What each qualifier tells the receiver

The qualifier prefix on all is the catch-all verdict:

v=spf1 include:_spf.google.com -all   # hardfail: reject unlisted senders
v=spf1 include:_spf.google.com ~all   # softfail: accept but mark suspicious
v=spf1 include:_spf.google.com ?all   # neutral: no policy statement
v=spf1 include:_spf.google.com +all   # pass everything: do not use

A receiver evaluating an unlisted sender produces an SPF result accordingly: -all yields fail, ~all yields softfail, ?all yields neutral. With +all everyone passes, which defeats the purpose of publishing SPF at all.

When to use which

  • ~all (softfail) while you are still discovering senders. New domains, recent migrations, or any setup where you are not yet certain you've listed every marketing platform, ticketing system, CRM, and transactional provider should start here. Softfail rarely causes outright rejection, so a sender you forgot won't be silently dropped — it just gets flagged.
  • -all (hardfail) once your inventory is complete and verified. This is the protective end state: unlisted servers spoofing your domain get rejected. Reach it deliberately, after confirming nothing legitimate sends from outside the record.

The risk of -all too early is real: any legitimate sender missing from the record sends mail that receivers reject, and you may not notice until someone reports missing email. That's why softfail is the on-ramp, not the destination.

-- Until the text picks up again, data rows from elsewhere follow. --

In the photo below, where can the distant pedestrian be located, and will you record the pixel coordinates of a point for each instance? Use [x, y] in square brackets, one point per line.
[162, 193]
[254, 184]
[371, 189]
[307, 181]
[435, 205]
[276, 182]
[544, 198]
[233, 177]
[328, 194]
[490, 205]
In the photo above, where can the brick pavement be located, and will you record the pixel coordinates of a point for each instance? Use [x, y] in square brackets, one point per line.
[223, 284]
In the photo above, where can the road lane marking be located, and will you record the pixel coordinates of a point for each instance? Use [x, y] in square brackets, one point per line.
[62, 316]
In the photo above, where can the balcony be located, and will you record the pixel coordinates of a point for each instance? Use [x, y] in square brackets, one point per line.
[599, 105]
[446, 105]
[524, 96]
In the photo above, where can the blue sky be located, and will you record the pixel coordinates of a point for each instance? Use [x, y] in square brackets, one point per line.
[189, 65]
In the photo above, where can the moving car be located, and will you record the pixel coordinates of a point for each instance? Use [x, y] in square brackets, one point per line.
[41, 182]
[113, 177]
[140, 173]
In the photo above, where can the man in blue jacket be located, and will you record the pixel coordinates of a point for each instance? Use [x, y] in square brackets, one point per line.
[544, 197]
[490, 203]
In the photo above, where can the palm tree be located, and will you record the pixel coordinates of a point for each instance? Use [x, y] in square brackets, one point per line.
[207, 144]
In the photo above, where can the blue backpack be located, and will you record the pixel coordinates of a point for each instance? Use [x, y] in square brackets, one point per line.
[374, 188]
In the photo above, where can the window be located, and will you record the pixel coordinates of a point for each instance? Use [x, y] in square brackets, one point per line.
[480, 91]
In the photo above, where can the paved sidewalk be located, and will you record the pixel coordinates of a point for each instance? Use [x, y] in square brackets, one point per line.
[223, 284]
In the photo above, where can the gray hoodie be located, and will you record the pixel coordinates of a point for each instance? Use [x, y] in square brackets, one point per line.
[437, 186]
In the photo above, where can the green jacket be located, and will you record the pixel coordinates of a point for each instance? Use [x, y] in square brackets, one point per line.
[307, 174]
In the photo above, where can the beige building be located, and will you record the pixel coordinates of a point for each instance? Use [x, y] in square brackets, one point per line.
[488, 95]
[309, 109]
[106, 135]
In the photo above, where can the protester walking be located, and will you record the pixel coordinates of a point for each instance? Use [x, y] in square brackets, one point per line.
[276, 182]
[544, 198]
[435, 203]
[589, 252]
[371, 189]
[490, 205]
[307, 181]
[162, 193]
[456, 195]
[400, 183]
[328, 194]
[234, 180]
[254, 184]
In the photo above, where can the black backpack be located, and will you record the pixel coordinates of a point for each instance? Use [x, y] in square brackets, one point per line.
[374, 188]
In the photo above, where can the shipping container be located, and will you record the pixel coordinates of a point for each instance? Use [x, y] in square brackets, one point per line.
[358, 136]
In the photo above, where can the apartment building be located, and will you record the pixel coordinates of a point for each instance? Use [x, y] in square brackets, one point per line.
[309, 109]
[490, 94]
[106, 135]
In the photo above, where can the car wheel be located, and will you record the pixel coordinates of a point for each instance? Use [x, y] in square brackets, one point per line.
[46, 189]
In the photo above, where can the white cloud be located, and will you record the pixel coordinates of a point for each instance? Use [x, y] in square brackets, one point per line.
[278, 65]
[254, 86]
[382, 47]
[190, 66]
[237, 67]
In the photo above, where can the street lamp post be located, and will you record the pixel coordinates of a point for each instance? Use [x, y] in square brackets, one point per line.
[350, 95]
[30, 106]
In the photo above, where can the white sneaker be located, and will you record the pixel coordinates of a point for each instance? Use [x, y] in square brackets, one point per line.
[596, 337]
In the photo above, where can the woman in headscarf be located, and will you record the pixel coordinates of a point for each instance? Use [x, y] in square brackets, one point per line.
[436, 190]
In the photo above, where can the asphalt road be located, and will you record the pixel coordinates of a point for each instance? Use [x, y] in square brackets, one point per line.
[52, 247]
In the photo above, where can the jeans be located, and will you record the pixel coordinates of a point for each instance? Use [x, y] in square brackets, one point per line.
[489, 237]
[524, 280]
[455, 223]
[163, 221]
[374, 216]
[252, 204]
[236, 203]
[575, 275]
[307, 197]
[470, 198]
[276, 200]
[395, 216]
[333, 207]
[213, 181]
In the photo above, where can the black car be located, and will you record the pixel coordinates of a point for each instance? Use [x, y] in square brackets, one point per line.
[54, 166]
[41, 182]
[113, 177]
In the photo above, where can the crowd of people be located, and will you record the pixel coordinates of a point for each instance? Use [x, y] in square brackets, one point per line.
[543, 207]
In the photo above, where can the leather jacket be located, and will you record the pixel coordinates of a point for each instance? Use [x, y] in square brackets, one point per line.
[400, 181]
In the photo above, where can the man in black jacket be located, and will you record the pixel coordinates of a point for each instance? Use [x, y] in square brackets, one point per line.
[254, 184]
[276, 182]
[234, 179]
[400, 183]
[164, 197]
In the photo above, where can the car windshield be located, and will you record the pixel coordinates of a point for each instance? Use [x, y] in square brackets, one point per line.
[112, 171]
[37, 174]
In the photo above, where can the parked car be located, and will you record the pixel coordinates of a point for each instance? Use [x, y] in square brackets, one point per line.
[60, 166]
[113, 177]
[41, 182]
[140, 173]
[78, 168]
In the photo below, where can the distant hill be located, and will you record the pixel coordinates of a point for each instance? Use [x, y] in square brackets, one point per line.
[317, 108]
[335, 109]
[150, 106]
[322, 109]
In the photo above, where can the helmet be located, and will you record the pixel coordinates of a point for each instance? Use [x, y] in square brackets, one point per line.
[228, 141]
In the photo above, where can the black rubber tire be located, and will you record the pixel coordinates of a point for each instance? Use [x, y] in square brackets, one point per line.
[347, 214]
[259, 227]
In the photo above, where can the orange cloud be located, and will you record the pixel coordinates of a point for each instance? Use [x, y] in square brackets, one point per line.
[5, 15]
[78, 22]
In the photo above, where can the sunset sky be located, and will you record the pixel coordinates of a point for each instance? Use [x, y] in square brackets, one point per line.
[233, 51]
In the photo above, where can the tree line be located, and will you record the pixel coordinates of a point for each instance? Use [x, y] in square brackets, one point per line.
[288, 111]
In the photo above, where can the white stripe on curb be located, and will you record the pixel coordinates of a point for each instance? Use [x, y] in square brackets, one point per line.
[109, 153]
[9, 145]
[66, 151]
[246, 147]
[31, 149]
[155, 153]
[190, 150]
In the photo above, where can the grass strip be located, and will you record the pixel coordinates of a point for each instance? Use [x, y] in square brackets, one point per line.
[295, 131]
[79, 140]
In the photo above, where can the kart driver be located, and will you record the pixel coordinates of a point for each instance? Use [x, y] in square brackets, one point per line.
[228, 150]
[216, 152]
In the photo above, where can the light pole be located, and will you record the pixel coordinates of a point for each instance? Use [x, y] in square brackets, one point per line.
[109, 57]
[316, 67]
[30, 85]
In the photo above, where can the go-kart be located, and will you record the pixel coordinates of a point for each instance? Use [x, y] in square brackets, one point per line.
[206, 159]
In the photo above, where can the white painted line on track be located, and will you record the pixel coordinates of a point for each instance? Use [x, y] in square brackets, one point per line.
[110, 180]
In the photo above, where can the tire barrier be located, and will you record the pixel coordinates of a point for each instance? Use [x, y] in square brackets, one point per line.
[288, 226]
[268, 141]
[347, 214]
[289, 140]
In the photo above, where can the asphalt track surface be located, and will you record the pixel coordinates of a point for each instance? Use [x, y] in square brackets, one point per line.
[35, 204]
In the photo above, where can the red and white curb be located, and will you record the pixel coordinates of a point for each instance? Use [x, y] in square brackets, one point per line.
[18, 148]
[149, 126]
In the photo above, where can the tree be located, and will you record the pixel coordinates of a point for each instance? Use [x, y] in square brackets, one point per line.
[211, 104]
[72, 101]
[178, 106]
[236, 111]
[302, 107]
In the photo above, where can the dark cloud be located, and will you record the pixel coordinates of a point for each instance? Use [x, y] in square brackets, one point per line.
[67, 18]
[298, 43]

How this interacts with DMARC

SPF alone has a blind spot — it authenticates the envelope sender (the return-path), not the visible From: header a recipient reads. DMARC is what binds authentication back to the From: domain via alignment, and it gives you the safety net for tightening SPF. Deploy DMARC first, start at p=none so you receive aggregate reports, and read those reports to discover every server sending as you. Once the reports show only sources you recognize, you can confidently move SPF to -all and raise DMARC to enforcement.

spf=fail smtp.mailfrom=evil.example   # -all rejected the unlisted sender
dmarc=fail (p=reject) header.from=example.com

Note the SPF void lookup and 10-DNS-lookup limits still apply regardless of the qualifier: if your record exceeds 10 lookups it returns permerror and the all policy never gets evaluated. Keep the record lean and verify it resolves cleanly before relying on -all.